M. [T] [N], demeurant [Adresse 1]
3.
M. [Y] [G], demeurant [Adresse 5]
Parties défenderesses : assistées de la SELARL FIDAL AVOCATS, agissant par Maître Jonathan ROUXEL, Avocat au barreau de La Rochelle-Rochefort et comparant par la SELARL Philippe JEAN-PIMOR Avocat (P17)
AFFAIRE 2024057117
ENTRE :
SAS KEATCHEN, dont le siège social est [Adresse 4] – RCS de Montpellier : 381 948 975, prise en la personne de son représentant légal M. [I] [E], domicilié en cette qualité audit siège
Partie demanderesse : comparant par Maître Stéphane MARTINS, Avocat au barreau de Montpellier et par Maître Dalanda BEN AMMAR, Avocat (D0262) comparant par la SEP ORTOLLAND, agissant par Maître Elise ORTOLLAND Avocat (R231))
ET :
SELARL EKIP', dont le siège social est situé au [Adresse 3] – RCS B 453 211 393, prise en la personne de son représentant légal Mme [D] [J], ès qualités de liquidateur de la SAS PDVJP, dont le siège social est [Adresse 2] – RCS B 882 625 577, prise en la personne de son représentant légal M. [Y] [G], Président, ayant fait l’objet d’une procédure de liquidation judiciaire ouverte par le tribunal du commerce de La Rochelle le 18 juin 2024
Partie défenderesse : non comparante
APRES EN AVOIR DELIBERE
Les faits
Par acte sous seing privé du 23 août 2022 la société Keatchen et, la société PDVJP et Messieurs [T] [N] et [Y] [G] ont signé un contrat de franchise « La Boite à Pizza ».

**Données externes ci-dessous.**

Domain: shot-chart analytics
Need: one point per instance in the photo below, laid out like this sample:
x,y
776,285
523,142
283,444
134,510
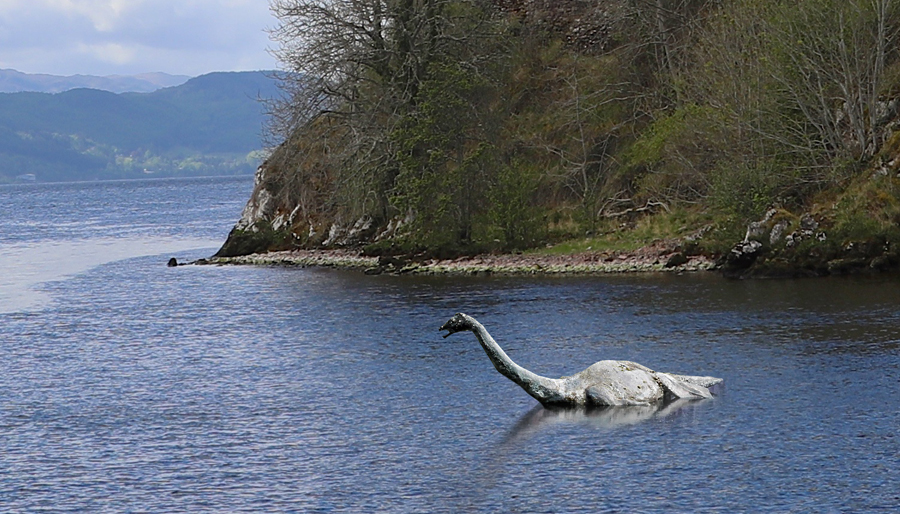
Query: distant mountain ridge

Ce contrat prévoit en son article 20 une clause de porte-fort.
Faute de règlement de ses redevances Keatchen a mis en demeure PDVJP par courrier AR du 8 mars 2024. Par courrier AR du 27 mars 2024, Keatchen a résilié le contrat de franchise et par courrier AR du 30 avril 2024, l’a mise en demeure de lui régler la somme de 292 136,23 € TTC. Par courriers AR en date du même jour (30 avril 2024) Keatchen a mis en demeure M. [N] et M. [G] de lui régler la somme de 292 136,23 € TTC en leur qualité de porte-forts.
Par actes extrajudiciaires des 4 et 14 juin 2024, Keatchen a assigné PDVJP et Messieurs [N] et [G] devant le tribunal de commerce de Paris pour condamnation à payer la somme de 292 136,23 € TTC au titre des factures de redevances, droit d’entrée, indemnité de résiliation et frais engagés.
Par jugement en date du 18 juin 2024, le tribunal de commerce de La Rochelle a ouvert une procédure de liquidation judiciaire de PDVJP avec désignation de la Selarl Ekip ès qualités de liquidateur judiciaire.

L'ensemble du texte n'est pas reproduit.